A l’heure où la majeure partie des contentieux
commerciaux trouve une issue amiable, les modes alternatifs
de règlement des différends
, ou «
MARD » dans le jargon, ont le vent en
poupe.

Peut-être les praticiens ont-ils été
influencés par le désormais célèbre
dicton selon lequel « un mauvais arrangement vaut mieux
qu’un bon procès », ou par Georges
Clémenceau qui considérait qu’un «
arrangement médiocre, ou une paix boiteuse, vaut mieux que
la guerre ».

Parmi les « MARD », le recours à la
conciliation est fréquent dans les litiges contractuels, et
les clauses de conciliation préalable sont
devenues monnaie courante dans les conventions. Si les parties ont
le réflexe de prévoir ces clauses, encore faut-il
qu’elles les appliquent convenablement afin de profiter de leur
plein potentiel.

La chambre commerciale de la Cour
de cassation1
a récemment rappelé des
cocontractants à leurs bons devoirs dans la mise en Suvre de
ces stipulations. Les clauses de conciliation impliquent
nécessairement une démarche active
de leur part dans la recherche d’une solution à leur
différend. Cet arrêt est également
l’occasion de rappeler les avantages de recourir à la
médiation.

Quel est l’intérêt de la conciliation ?

Peut-être serait-il opportun de revenir à la
définition même de la conciliation pour
répondre à cette question. Qu’elle soit
prévue dans le cadre d’une clause d’un contrat
où que les parties s’y résolvent à la
survenance d’un litige, la procédure de conciliation a
pour objectif d’obliger les parties à négocier de
bonne foi pour trouver une solution amiable à leur litige,
le plus fréquemment en ayant recours à un tiers
impartial et tenu d’une obligation de
confidentialité2.

Que l’on ne s’y méprenne guère : il ne
s’agit pas « d’échapper au juge », mais
de tenter de trouver un terrain d’entente pour mettre fin
à un différend.

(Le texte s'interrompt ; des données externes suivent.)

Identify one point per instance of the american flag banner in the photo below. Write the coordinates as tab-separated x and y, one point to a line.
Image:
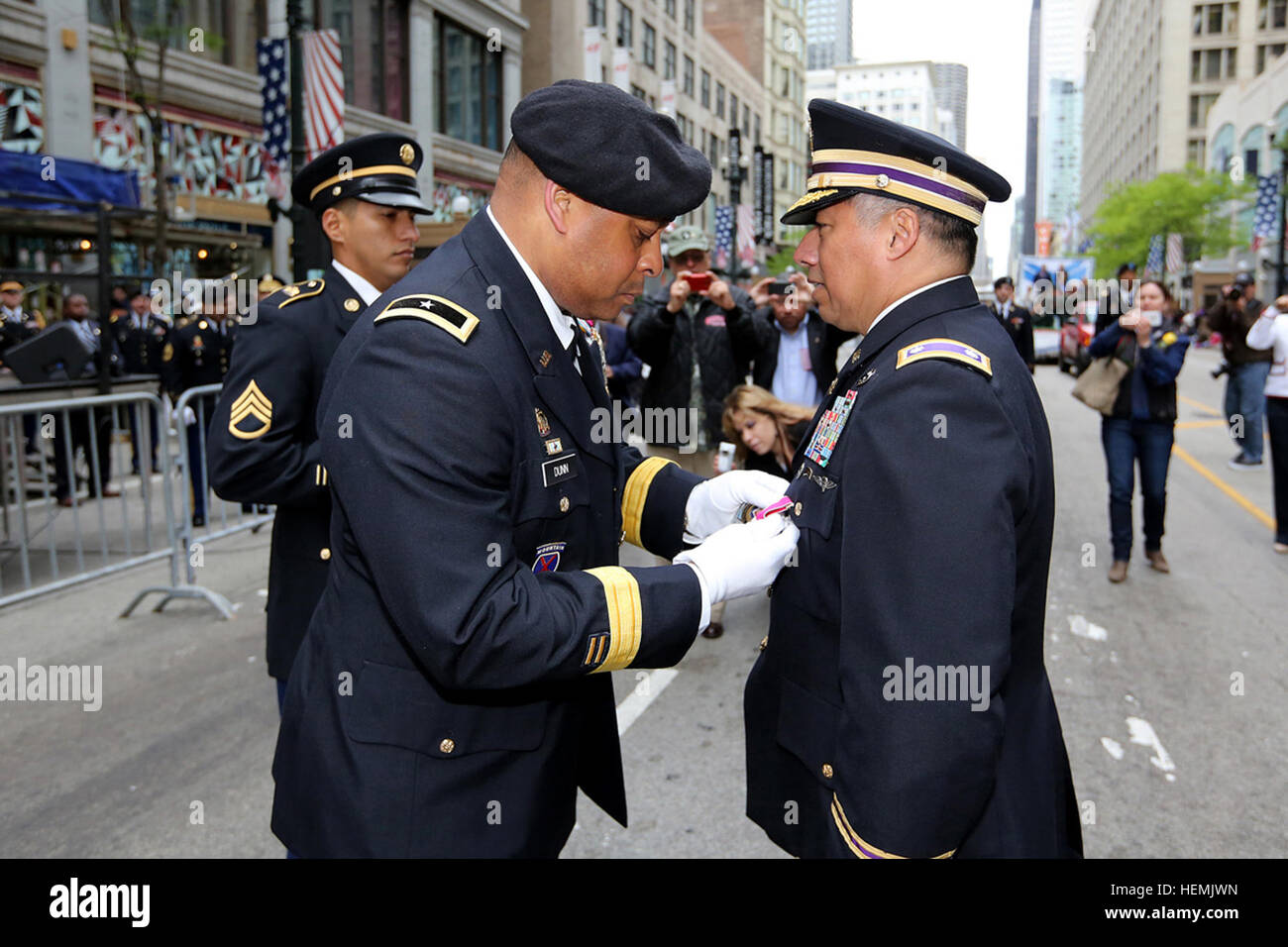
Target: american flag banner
746	235
274	89
1175	253
323	91
724	236
1267	210
1154	262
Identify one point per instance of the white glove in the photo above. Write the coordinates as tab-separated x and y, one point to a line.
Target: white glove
743	558
715	502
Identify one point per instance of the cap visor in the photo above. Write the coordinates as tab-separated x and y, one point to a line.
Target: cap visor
804	210
395	198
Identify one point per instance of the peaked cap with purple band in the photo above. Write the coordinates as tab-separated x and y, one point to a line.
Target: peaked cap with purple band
854	153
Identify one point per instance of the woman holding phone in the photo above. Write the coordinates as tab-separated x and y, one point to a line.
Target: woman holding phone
1141	425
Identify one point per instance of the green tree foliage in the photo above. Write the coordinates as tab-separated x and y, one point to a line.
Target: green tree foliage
1193	202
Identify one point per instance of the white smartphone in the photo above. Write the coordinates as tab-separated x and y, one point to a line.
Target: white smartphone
724	457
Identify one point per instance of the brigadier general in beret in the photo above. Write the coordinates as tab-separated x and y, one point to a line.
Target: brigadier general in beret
451	693
900	706
263	442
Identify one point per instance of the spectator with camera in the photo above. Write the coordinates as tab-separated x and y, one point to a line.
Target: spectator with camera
797	351
1142	423
698	342
1247	368
1270	334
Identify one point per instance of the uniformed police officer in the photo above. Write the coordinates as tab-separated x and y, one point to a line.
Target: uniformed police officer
900	706
263	440
142	337
450	697
197	352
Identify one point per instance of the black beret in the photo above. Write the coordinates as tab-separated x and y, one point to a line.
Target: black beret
378	169
853	153
610	149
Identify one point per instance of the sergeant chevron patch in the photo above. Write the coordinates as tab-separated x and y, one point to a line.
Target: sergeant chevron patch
452	318
945	348
250	403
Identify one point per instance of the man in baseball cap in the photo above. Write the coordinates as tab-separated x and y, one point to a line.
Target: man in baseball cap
476	596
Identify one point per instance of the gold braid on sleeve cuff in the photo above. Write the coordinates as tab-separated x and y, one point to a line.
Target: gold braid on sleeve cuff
861	848
625	621
635	496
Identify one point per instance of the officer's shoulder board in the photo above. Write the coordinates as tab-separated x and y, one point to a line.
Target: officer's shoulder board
296	291
945	348
455	320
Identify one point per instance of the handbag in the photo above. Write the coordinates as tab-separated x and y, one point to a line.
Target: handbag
1098	384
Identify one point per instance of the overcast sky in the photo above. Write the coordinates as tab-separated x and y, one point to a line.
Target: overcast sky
992	40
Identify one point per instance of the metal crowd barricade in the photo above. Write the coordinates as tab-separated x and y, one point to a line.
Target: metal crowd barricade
50	545
184	536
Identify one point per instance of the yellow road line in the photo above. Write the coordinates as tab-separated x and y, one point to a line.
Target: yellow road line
1199	405
1225	487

En cas d’échec de la
médiation, les parties pourront librement saisir la
juridiction compétente. A l’instar de certaines
dispositions du code de procédure civile qui contraignent
des parties à tenter de se concilier avant d’engager une
procédure judiciaire, les clauses de conciliation font de
cette tentative d’entente amiable une condition sine qua
non
de la saisine du juge.

Mais alors pourquoi chercher à régler ses
différends soi-même alors qu’il existe des
magistrats dont le métier est précisément de
trancher des litiges ?

En réalité, la conciliation présente de
nombreux intérêts :

  • La rapidité. On le sait, une
    procédure judiciaire est souvent longue, et les
    décisions des juridictions ne sont
    généralement pas rendues avant plusieurs
    mois3. Les délais du contentieux sont parfois un
    obstacle dans la poursuite des relations entre les parties. On
    imagine bien les difficultés qu’auraient deux
    cocontractants à poursuivre leurs relations alors qu’un
    litige est en cours… La conciliation offre cet avantage
    d’être rapide.

  • La gratuité. Si une procédure
    contentieuse peut s’avérer coûteuse et contraindre
    les parties à provisionner d’importantes sommes, la
    conciliation est gratuite ou peu onéreuse.

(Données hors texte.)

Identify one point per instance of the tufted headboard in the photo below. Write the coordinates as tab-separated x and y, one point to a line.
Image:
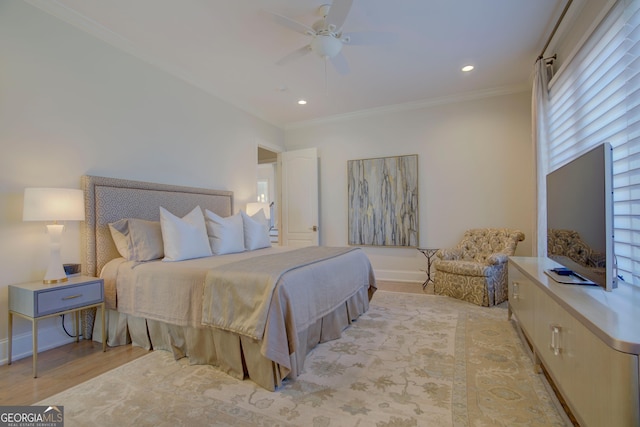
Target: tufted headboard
110	199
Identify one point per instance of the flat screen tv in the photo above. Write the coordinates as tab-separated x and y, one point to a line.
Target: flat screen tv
580	220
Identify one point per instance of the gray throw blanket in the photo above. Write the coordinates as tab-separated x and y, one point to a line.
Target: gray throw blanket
237	296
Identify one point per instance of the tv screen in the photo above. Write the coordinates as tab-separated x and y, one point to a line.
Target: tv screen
580	219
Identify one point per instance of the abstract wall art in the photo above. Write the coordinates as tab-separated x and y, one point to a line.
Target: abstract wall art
383	201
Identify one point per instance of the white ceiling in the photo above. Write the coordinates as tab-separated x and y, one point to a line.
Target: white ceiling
230	48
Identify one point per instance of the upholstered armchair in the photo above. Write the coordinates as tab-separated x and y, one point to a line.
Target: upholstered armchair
567	243
476	269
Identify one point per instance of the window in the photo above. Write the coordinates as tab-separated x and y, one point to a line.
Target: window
596	98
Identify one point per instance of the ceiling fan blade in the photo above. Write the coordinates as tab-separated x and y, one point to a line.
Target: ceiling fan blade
294	55
340	64
369	38
291	24
338	13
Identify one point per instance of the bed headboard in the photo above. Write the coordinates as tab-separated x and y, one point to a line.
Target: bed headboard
110	199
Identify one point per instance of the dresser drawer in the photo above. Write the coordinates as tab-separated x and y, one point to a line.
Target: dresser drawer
68	297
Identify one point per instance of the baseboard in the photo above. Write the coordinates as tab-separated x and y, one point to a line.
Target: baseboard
50	335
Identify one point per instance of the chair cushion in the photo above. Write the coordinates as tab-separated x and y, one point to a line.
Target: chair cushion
466	268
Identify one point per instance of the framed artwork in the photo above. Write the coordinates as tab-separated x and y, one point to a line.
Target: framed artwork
383	201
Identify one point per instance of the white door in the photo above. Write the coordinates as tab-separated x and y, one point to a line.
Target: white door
300	197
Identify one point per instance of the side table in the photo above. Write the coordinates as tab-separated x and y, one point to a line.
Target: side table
35	301
429	254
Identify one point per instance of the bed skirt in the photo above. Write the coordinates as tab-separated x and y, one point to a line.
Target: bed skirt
239	356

  • La confidentialité. Contrairement aux
    procédures contentieuses, la conciliation garantit aux
    parties une totale confidentialité, tant sur l’objet de
    leur litige que sur l’existence même d’un
    différend.

  • La garantie de ne rien y perdre. En aucun cas
    une conciliation ne peut léser une partie. En cas
    d’échec, ces dernières pourront toujours saisir
    le juge compétent sans que le résultat de la phase de
    conciliation n’ait un quelconque impact sur la décision
    que rendra la juridiction.

  • Le rapprochement des parties. La conciliation
    vise à rapprocher deux parties tandis que le procès
    tranchera un litige au terme de débats au cours desquels les
    parties auront été constamment dans la confrontation
    et dans la contestation de leurs arguments respectifs.

Comment rédiger ma clause de conciliation ?

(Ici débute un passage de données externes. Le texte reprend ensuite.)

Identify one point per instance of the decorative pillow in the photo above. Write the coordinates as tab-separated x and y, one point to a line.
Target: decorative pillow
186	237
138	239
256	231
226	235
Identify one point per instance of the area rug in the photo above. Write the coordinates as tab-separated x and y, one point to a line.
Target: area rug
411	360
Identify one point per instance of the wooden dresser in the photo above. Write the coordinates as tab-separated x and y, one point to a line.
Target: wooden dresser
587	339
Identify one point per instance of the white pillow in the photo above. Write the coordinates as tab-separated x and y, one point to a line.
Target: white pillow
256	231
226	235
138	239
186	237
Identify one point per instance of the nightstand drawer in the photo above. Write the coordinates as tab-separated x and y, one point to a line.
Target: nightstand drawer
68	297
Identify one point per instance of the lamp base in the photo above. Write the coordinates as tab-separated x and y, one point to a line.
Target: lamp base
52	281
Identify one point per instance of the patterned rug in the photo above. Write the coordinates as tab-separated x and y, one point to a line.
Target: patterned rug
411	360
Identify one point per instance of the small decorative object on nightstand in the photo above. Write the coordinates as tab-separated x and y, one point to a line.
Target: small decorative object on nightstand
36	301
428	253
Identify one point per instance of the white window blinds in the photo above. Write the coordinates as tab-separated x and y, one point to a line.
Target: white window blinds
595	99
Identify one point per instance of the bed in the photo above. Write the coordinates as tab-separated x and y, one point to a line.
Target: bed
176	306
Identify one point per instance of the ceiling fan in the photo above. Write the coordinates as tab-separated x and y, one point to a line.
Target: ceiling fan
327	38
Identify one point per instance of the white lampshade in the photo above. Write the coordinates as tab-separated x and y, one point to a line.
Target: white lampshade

Si la validité des clauses de conciliation dans les
contrats est aujourd’hui largement admise, y compris par la
Cour de cassation4, la CJUE5, et la Cour
EDH6, il n’en demeure pas moins que ses
rédacteurs doivent respecter une certaine rigueur et
notamment :

  • Il doit ressortir de la clause la volonté des deux
    parties de se voir soumises à la procédure de
    conciliation ;

  • La clause doit prévoir des conditions spécifiques
    de mise en Suvre ;

  • La clause est limitée dans son étendue. Il est
    entre autres possible de limiter la durée de la
    conciliation.

La mise en Suvre de la clause de conciliation implique une
démarche active des parties

C’est en effet ce que rappelle la chambre commerciale de la
Cour de cassation dans son arrêt du 6 juillet 2022.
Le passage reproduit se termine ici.